A distinguished humanitarian in raising awareness about the Syrian crisis through cooperation with multiple NGOs, her activities continue to be attended by many international forums in her roles of consultancy, global advocacy, media, design and marketing, communications, fundraising and programs.
She has been invited by multiple international media outlets including National Geographic and Facebook Headquarters to raise awareness on the Syrian crisis. Her artwork, articles and tweets have been published globally alongside her interviews on an international scale, raising awareness both through organisational and personal mediums.

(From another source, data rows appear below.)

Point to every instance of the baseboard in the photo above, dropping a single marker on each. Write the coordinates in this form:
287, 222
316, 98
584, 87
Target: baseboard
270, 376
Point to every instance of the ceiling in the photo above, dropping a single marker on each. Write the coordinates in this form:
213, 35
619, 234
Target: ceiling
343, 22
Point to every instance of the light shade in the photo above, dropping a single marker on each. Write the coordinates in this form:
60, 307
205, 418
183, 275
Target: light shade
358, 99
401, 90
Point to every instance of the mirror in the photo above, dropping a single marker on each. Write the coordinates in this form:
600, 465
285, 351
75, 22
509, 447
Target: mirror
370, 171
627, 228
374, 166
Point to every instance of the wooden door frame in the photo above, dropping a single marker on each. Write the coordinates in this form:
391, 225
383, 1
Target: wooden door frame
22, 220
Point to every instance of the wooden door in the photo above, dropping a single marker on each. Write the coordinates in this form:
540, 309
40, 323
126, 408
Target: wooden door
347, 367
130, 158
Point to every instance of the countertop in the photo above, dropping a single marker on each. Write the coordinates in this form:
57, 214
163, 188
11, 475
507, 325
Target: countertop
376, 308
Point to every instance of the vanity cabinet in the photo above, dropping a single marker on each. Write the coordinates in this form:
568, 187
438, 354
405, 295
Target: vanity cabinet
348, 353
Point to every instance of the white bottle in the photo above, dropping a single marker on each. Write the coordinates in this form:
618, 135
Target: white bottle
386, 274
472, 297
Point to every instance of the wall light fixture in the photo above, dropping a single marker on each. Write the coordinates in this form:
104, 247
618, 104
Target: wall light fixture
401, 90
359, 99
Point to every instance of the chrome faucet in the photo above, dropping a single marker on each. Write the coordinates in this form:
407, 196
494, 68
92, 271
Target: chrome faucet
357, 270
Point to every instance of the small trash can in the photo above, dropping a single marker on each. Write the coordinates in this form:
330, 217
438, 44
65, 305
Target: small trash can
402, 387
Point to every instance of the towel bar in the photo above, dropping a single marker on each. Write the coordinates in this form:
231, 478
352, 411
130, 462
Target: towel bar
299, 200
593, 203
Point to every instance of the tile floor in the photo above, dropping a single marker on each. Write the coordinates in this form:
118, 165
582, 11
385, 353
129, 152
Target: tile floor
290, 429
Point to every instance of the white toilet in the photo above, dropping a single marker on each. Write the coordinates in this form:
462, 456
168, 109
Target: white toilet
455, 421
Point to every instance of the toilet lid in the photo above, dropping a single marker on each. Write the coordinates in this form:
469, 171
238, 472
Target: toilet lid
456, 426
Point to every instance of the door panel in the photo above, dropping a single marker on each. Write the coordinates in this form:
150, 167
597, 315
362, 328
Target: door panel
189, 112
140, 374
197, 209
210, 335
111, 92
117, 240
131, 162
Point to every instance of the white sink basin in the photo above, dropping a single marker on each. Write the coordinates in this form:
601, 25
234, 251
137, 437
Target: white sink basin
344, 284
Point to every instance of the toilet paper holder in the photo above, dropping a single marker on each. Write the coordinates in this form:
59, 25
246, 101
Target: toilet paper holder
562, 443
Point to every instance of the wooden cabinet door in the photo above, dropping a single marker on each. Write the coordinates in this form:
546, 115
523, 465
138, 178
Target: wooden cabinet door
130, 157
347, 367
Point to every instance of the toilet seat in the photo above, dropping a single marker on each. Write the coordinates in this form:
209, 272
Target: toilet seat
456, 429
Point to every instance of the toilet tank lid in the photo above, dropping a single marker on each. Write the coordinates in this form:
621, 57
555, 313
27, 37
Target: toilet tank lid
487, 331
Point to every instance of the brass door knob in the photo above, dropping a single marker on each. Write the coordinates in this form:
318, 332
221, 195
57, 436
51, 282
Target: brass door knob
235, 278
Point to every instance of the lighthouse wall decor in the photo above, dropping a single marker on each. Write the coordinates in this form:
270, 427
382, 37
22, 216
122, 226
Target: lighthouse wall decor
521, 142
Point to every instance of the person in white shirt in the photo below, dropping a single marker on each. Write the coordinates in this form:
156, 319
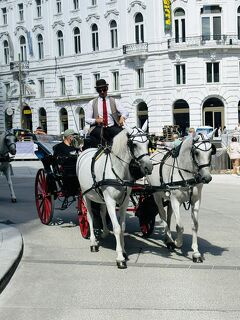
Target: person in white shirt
104, 124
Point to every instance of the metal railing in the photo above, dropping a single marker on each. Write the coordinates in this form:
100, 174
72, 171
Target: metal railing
204, 41
135, 48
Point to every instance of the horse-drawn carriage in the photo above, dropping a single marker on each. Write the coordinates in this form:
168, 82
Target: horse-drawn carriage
57, 180
104, 176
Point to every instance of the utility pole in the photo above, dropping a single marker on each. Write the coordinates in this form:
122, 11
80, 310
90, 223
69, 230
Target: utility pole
20, 82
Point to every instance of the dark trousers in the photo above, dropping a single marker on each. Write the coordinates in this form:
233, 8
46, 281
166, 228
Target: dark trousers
102, 135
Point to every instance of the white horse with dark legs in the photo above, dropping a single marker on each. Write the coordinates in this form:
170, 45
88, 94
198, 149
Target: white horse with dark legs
104, 178
182, 177
7, 145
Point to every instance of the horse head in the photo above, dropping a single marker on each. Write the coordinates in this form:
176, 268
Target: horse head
138, 146
10, 142
202, 151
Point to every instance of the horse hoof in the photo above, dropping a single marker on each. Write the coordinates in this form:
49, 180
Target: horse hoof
198, 259
121, 264
94, 248
171, 246
125, 256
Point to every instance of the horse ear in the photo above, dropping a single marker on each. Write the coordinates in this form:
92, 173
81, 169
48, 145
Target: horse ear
128, 129
210, 134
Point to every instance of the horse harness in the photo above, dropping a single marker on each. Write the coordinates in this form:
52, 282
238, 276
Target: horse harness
118, 182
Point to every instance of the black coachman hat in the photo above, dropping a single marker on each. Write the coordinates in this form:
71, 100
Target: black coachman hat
101, 83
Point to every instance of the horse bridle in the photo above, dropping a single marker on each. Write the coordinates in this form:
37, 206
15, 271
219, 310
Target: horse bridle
9, 143
194, 147
131, 144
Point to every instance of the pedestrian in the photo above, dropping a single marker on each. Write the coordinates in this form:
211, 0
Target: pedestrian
105, 115
234, 154
39, 130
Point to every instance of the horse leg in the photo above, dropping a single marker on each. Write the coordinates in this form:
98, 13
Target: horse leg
162, 213
122, 213
7, 174
179, 226
196, 256
111, 207
103, 213
94, 246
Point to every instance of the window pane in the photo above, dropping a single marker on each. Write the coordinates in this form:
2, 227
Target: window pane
209, 72
216, 71
206, 28
216, 28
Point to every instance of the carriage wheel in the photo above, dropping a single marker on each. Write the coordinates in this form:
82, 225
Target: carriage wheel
83, 221
147, 227
44, 199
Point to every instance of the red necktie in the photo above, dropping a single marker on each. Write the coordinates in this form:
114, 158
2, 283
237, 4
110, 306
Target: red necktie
105, 116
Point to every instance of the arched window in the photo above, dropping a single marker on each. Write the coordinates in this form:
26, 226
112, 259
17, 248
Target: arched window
63, 120
81, 119
77, 40
211, 22
23, 48
40, 47
6, 51
95, 45
43, 119
238, 22
179, 25
60, 43
139, 29
113, 32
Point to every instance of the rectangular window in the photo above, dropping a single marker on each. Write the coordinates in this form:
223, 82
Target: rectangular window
4, 15
20, 11
212, 72
59, 6
39, 8
41, 88
96, 76
79, 84
180, 74
140, 78
115, 80
75, 4
7, 89
62, 87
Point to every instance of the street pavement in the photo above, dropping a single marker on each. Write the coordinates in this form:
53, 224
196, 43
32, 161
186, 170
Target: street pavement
11, 242
226, 303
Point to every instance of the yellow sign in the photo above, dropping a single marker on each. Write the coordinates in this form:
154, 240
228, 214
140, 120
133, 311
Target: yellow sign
167, 15
27, 111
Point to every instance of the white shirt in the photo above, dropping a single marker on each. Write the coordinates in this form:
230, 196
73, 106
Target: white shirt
89, 111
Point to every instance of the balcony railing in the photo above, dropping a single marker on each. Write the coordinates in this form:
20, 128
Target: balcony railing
135, 48
203, 41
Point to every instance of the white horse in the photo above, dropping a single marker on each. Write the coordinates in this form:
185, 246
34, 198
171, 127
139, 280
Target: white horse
181, 177
7, 145
104, 178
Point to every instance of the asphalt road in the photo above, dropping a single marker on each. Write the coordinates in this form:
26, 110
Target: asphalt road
59, 278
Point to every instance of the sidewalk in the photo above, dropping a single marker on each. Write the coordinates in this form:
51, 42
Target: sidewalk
11, 248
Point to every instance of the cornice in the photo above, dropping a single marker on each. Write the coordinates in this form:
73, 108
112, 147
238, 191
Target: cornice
112, 11
58, 23
92, 16
76, 19
136, 2
39, 26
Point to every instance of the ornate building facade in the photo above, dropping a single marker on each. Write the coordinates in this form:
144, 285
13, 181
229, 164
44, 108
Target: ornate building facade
173, 62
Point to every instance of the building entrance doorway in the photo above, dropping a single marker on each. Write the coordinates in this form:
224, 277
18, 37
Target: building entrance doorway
27, 118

In 2017 she won the International Design for Peace Hackathon in London in response to the Syrian refugee crisis in Europe. Academically, she has a talent for design and won the 2017 Grenfell Award for Social Conscience in Architecture for her work in concern for the problems and injustices of society through architecture.
Manya Alkhmri is a Manchester-based artist, born and raised in Syria. She uses different media and materials, focusing on painting and sculpture. She loves to explore nature and landscapes, where she can express emotions using huge spaces, colour and textures. She studied sculpture at the Institute of Applied Art, Damascus, Syria (2000-2002). She has a bachelor’s degree in Creative Media and Visual Communication from Manchester Metropolitan University.
Manya exhibited at Damascus Castle Gallery (2002), Alassd Library in Damascus (2004) and participated in Celebrating Syria Festival of Art and Culture in Manchester in 2017 and 2019. In 2018 she jointly exhibited at Rethink Rebuild Society (Syrian Community Centre) in Manchester.
Manya is a member of CIWA, a collective of international women artists based in the North West of England. Between 2017 and 2018 the group of artists met through the Travelling Heritage Bureau project and participated in collective exhibitions and performances at HOME Mcr during Refugee Week, Thread Bearing Witness exhibition at The Whitworth Art Gallery with artist Alice Kettle, A Room of One’s Own at Zellij Arts and Still I Rise at Manchester Art Gallery. Manya had also worked with the Arts Council in Manchester and delivered many creative workshops.
She is currently developing her art practice as a tool for activism to express her views around the issues she’s concerned about.
Just two months after having worked as a student of anaesthesiology in a Damascene hospital, Tarek Tuma decided to start a new life in London. Beginning in 2007, he was accepted into The Art Academy and later graduated from the prestigious City & Guilds of London Art School. Tarek is an artist and an art teacher based in London.